[TxMt] Re: Build Xcode projects in Textmate 2?

Allan Odgaard mailinglist at textmate.org
Fri Apr 11 21:11:20 UTC 2014


On 11 Apr 2014, at 20:01, John Sturgeon wrote:

> 1) build a project (obj-c)

I assume you’re building a Cocoa application.

For TextMate 1.x I used an Xcode project myself and built it via the 
`xcodebuild` command line tool, though called from the Xcode bundle, 
which gave me build output inside TextMate (with clickable 
warnings/errors).

This is shown at 
http://blog.macromates.com/2005/html-output-for-commands/

However, `xcodebuild` has probably changed its output a dozen times 
since then, so I would be surprised if it still works.

Also, I found the workflow cumbersome because I had to go to Xcode when 
adding and removing files, so for 2.0 I initially used CMake but later 
did my own build system based on ninja.

I have not kept up with CMake, but this might be a viable alternative to 
using `xcodebuild`. CMake generates either Makefiles or ninja build 
files, for which there are TextMate bundles so that the build can be run 
from within TextMate (I’d recommend setting it up to generate ninja 
build files over Makefiles).

> 2) show compile errors while editing

Not possible.

> 3) autocomplete

You can use option-escape to complete Cocoa and standard library stuff.

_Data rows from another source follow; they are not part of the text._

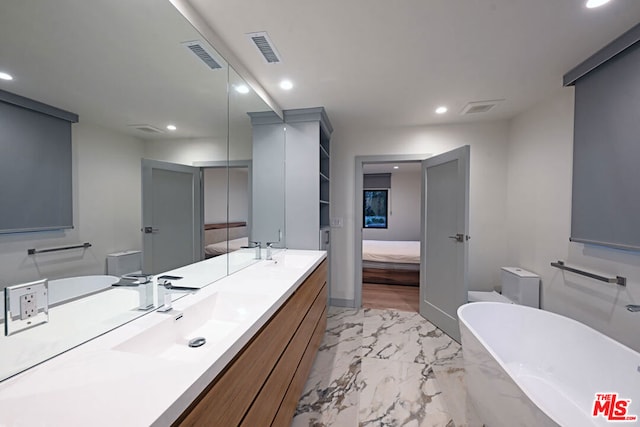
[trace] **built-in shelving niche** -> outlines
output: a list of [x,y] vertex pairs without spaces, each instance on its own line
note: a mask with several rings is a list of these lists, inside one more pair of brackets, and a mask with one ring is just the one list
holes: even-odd
[[328,228],[330,192],[330,139],[320,127],[320,228]]

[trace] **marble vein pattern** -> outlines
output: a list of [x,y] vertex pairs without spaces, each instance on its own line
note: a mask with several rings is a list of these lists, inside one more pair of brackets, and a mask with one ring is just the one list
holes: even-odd
[[292,427],[462,427],[460,345],[418,313],[330,307]]

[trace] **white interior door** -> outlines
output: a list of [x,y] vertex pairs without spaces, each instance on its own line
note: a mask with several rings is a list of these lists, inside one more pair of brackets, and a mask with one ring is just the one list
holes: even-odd
[[460,342],[467,302],[469,146],[422,162],[420,314]]
[[142,271],[157,274],[200,261],[202,224],[200,169],[143,159]]

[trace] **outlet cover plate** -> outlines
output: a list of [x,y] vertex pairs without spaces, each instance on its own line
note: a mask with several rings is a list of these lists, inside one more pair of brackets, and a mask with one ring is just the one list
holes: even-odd
[[332,228],[342,228],[342,217],[333,217],[333,218],[331,218],[331,227]]
[[13,335],[49,321],[47,279],[7,286],[4,290],[4,334]]

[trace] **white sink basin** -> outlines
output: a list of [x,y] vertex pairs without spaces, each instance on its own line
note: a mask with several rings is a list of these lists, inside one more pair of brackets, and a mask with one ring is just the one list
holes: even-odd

The Cocoa completion also works when implementing (delegate) methods, in 
this case leave out the return type, e.g.:

     - windowWill‸

Pressing option-escape here will show you all the windowWill… methods.

Another useful feature is ⌃H which will give you documentation for the 
current thing the caret is on. This works on method signatures like 
above (when the signature is a standard method), constants, types, 
method calls, C and C++ functions, etc.

> 4) debug?

Nothing here either.

> Are these things possible to do within text mate, or perhaps a hybrid 
> of both editors?

I tend to suggest people just use Xcode for Cocoa development because 
building Cocoa apps have so many steps to it, and I am not familiar with 
an alternative build system that does not make it the user’s 
responsibility to manage this complexity.

That said, I am not using Xcode myself and find my own build system much 
more pleasurable to work with, than how I remember Xcode, for example I 
never need to manually add or remove files, the build system detects 
that automatically and when a file is removed, so are the things 
generated from it in the build directory (so no old resources or public 
headers will stick around, making you not realize that something 
depended on the thing you removed, until after next clean build), no 
fiddling around with UI palettes to harmonize build settings accross 
your main project and sub-projects representing custom frameworks being 
used, no custom shell phases that always run because the dependencies 
can’t be expressed, depending on a framework automatically depending 
on the succesful run of that framework’s tests, etc.

If it sounds interesting, you can look at the TextMate project at 
https://github.com/textmate/ — the `target` files are build system 
declarations, and `bin/gen_build` is responsible for reading them and 
generating a ninja build file, which will re-run `bin/gen_build` if any 
of the `target` files changes, or any of the folders from which files 
are loaded via globs.

Relevant to mention about this is that the “build target” is folder 
specific (via `.tm_properties`). So if I use ⌘B in a test file, it 
just builds and tests the target to which the tests belong.